Merci Marijo pour votre passage par ici !


François a l'art de croquer avec justesse et humour cette p'tiote qui vient, avec bonheur, compléter ces souvenirs d'enfance...



MARIE 09/10/2010 12:43



Niaffff, cher Fil Attelle, dans le dindon ce que je préfère ce sont les châtaignes au jus offert dans un bourdaloue !


Re-niafff!



Marijo 07/10/2010 22:58



Encore une de ces histoires comme vous savez si bien les raconter toujors accompagné de dessins qui me régal. Bravo à tous les deux et bonne continuation. Bises



Philalèthe 03/10/2010 19:09



Arf ! Déjà la passion des chaussures LOL ! (et des dindons ?)



Phil 24/09/2010 08:01



Quelle fraîcheur !!!! Aaaaaahhhhhh, ça fait du bien. Merci pour ce beau moment de poésie. Tant de spontanéité remonte le moral. Je suis content. Merci.
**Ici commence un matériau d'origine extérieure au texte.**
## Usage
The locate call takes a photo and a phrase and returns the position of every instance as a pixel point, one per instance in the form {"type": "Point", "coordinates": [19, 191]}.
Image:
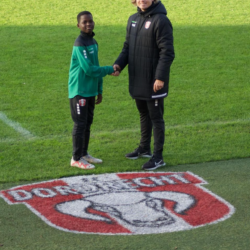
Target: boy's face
{"type": "Point", "coordinates": [86, 24]}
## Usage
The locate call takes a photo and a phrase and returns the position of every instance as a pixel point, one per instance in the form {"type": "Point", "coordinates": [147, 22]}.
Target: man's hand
{"type": "Point", "coordinates": [117, 70]}
{"type": "Point", "coordinates": [98, 99]}
{"type": "Point", "coordinates": [158, 85]}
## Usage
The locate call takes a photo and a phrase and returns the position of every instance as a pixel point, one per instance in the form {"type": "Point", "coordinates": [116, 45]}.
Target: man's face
{"type": "Point", "coordinates": [144, 4]}
{"type": "Point", "coordinates": [86, 24]}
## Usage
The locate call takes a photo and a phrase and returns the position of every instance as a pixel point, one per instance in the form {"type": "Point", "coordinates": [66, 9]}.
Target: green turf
{"type": "Point", "coordinates": [206, 113]}
{"type": "Point", "coordinates": [21, 229]}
François & Marie 24/09/2010 21:49



Merci monsieur Phil du Nord...nous nous amusons bien avec ce petit personnage, il se pourrait qu'elle revienne dans nos pages. 



MARIE 20/09/2010 11:00



Les mannequins des grands couturiers peuvent aller se rhabiller !


François a bien restitué, en images, ce défilé champêtre auquel je te remercie d'être venue assister, Christiane. Je t'embrasse.



Christiane 19/09/2010 09:05



J'ai adoré! Et le texte et les aquarelles ! Quel coup de patte François! Je crois que toutes les fillettes à cett époque essayaient les chaussures à talons de leur mère, et c'est si joliment dit.
Merci de nous faire rêver. Bonne journée et encore bravo.



Olivier de Vaux 19/09/2010 08:25



Bravo à tous les deux. Richesse du style, poésie de l'histoire, et deux merveilleuses aquarelles espiègles et tendres. Merci d'avoir ensoleillé mon dimanche qui ne fait que commencer.


 



François & Marie 19/09/2010 13:40



Merci pour vos commentaires… c'est bien agréable de tricoter une jolie page et ça l'est encore plus de recevoir vos visites.